Try finding some simple descriptive statistics. For example, mean(waiting) will give the mean waiting time. If you simply type

mean(waiting)

the mean waiting time will be displayed, whereas if you type

m <- mean(waiting)

then the variable m will be given a value equal to this mean. You can then type m to see its value, but you can also use it in further calculations, which may make formulae look less cumbersome than if you use mean(waiting) every time. (You may care to note that while you can use _ instead of <- for assignemnt, in the words of Venables and Ripley, "We regard the use of _ for assigment as unreadable". They also point out that, "Assignments using the right-hand pointing combination -> are also allowed to make assigments in the opposite direction, but these are never needed and are little used in practice.")

Some other descriptive statistics, the meanings of which are pretty obvious, are given by median, var and sd. You may also care to see what results from quantile. Naturally, you can refer to the second of the numbers which are printed out when you type quantile(waiting) as quantile(waiting)[2]. You may also care to try summary or fivenum. The number of observations can be found from length.

Sometimes you want not just the mean of one variable, but the means of several. In this connection it is worth looking at the result of

apply(faithful,2,mean)

(or, e.g., apply(faithful,2,sum) or apply(faithful,1,mean).

You should then try some simple graphical techniques. Investigate the results of boxplot(waiting) or stem(waitng) (you can vary the display of the latter by, e.g., going stem(waiting,scale=2).

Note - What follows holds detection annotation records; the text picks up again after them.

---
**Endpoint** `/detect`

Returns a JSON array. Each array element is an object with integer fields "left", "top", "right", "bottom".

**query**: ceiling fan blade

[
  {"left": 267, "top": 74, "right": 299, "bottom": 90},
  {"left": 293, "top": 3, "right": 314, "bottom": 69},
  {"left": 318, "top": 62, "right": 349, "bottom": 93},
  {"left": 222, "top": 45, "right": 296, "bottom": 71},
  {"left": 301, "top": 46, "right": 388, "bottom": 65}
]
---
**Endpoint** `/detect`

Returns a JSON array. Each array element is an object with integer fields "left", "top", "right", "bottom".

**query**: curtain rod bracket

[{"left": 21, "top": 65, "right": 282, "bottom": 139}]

Sometimes we want to investigate a subset of the data. We can display the values of waiting for which eruptions is less than 3 by waiting[eruptions < 3], and we can similarly refer to eruptions[eruptions < 3]. If you need two conditions they can be joined by | for 'or' as in

waiting[(eruptions<3)|(eruptions>5)]

or by & for 'and' (and for that matter you can use ! for 'not').

An Exploration of the Data Set

A very similar data set is examined by S Chatterjee, M S Handcock and J S Simonoff, A Casebook for a First Course in Statistics and Data Analysis, New York, etc: Wiley 1995 (SF 2 CHA).

Try to examine the data in the way that they do. Begin by looking at histograms and box-and-whisker plots of intereruption times and scatter plots of intereruption times (waiting times) against eruption duration times. Look for a suitable definition of a 'short' duration, in the sense that it appears that the scatterplot falls into two distinct parts depending on whether the eruption concerned is short or long. Then try a parallel box-and-whisker plot showing such plots of intereruption times for short and long eruption times side by side.

Try and guess a simple prediction rule of the form that short eruptions will be followed by intereruption intervals of length x while long ione will be followed by intervals of length y for suitable values of x and y. You can then define a variable representing your prediction by using a construction of the form

predwaiting <- ifelse(eruptions < d, t <- x, t <- y)

If d is the value you choose to distinguish short from long eruption times, then such a variable takes the value x if the condition eruptions < d is true and otherwise ('else') takes the value y.

You can then find the error with your prediction rule by

error <- predwaiting - waiting

You could then try a histogram or a boxplot of the errors or a Q-Q plot to see how closely they appear to be normally distributed.

Try and see how well your rule is obeyed by the two data sets provided by Chatterjee et al. which can be found at

geyser1.dat

and

geyser2.dat

Try plotting the errors using your rule with the original data frame faithful and with the two data sets provided by Chatterjee et al.

This is just a suggestion. Other ways of exploring the data may occur to you - at this stage the most important thing is to get used to using R to carry out simple exploration of data. You may like to know that there are quite a lot of data sets supplied with R; for a list go

data()